Solid, Yose style fisticuffs. Get ready for a donnybrook if yer fists aren't solid...have seen several whippers at the slight bulge.

By Joe Dawson
Jul 7, 2009
rating: 5.10b 6a+ 19 VII- E2 5b

Gear Beta: If you want to stitch the top of the climb up, save a 1, 2, 3, 3.5, and 4 Camalot. I would go heavy on the big gear, 3s and 4s because there are some spots on the lower and middle parts of the route that protect best with a 3 and a 4. You could get away with other stuff, but it does not sound (tap) as good. Decent route. The top is the good part.

By tallmark515
From: San Francisco
Sep 28, 2010

Solid .10b, crux at the top feels a bit harder than Fisticuffs.

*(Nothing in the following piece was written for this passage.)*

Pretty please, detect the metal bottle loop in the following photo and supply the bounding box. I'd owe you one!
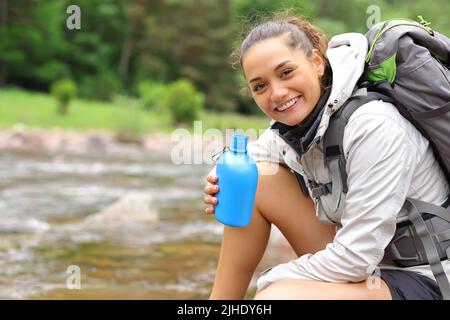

Face holds appear as soon as the crack gets super hard.

By Colonel Mustard
From: Reno, NV
Jul 30, 2011

This climb would be a good warmup for Blockbuster to the right.

By Weston L
From: Summerlin, NV
Sep 30, 2012
rating: 5.10b 6a+ 19 VII- E2 5b

Every bit as good as Space Truckin' as far as I am concerned. Climbs much better than it looks in the middle, and the top is every bit as good as it looks. Crux for me was the sequence off of the pillar, green and red camalot size, to gain the hand/fist crack above.

Again, if Space Truckin' is getting railed like a sexy grandma, go visit its ugly sister up the hill that climbs just as well, and is a solid notch up in difficulty.

By jplaut
Sep 16, 2013

Definitely legit offwidth near the top for those with smaller hands. I couldn't get good fists near the end so it definitely felt harder than 10b to me. Very fun, though.